38-letni al-Wahiszi zginął 12 czerwca w jemeńskiej prowincji Hadramaut. Lider AQAP był czołową postacią w całej Al-Kaidzie oraz nieformalnym kandydatem na kolejnego przywódcę tej organizacji (obecnie Al-Kaidzie przewodzi Ajman az-Zawahiri – przyp. red.)
Pentagon nie skomentował jeszcze doniesień o śmierci al-Wahisziego. Za informacje, które pomogłyby w schwytaniu lidera AQAP, amerykański Departament Stanu oferował 10 mln dolarów.

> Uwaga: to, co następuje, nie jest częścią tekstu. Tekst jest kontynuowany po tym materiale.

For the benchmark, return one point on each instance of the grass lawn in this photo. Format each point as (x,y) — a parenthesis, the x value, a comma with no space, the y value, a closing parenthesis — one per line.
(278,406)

Do 2001 roku al-Wahiszi przebywał w Afganistanie, gdzie pełnił funkcję sekretarza Osamy bin Ladena. Po opuszczeniu Afganistanu trafił do Iranu, gdzie został aresztowany. Teheran przekazał go władzom Jemenu, a te osadziły terrorystę w więzieniu. W lutym 2006 roku al-Wahiszi uciekł z więzienia.
W nagraniu, jakie opublikowano w marcu 2014 roku, al-Wahiszi mówił o konieczności „usunięcia krzyża” i Ameryki, która go dzierży.
W Libii siły Stanów Zjednoczonych zdołały zaś zabić Mochtara Belmochtara, byłego lidera Al-Kaidy Islamskiego Maghrebu, aktualnego lidera jednego z przywódców Brygady Strażników. Belmochtar również zginął podczas nalotu.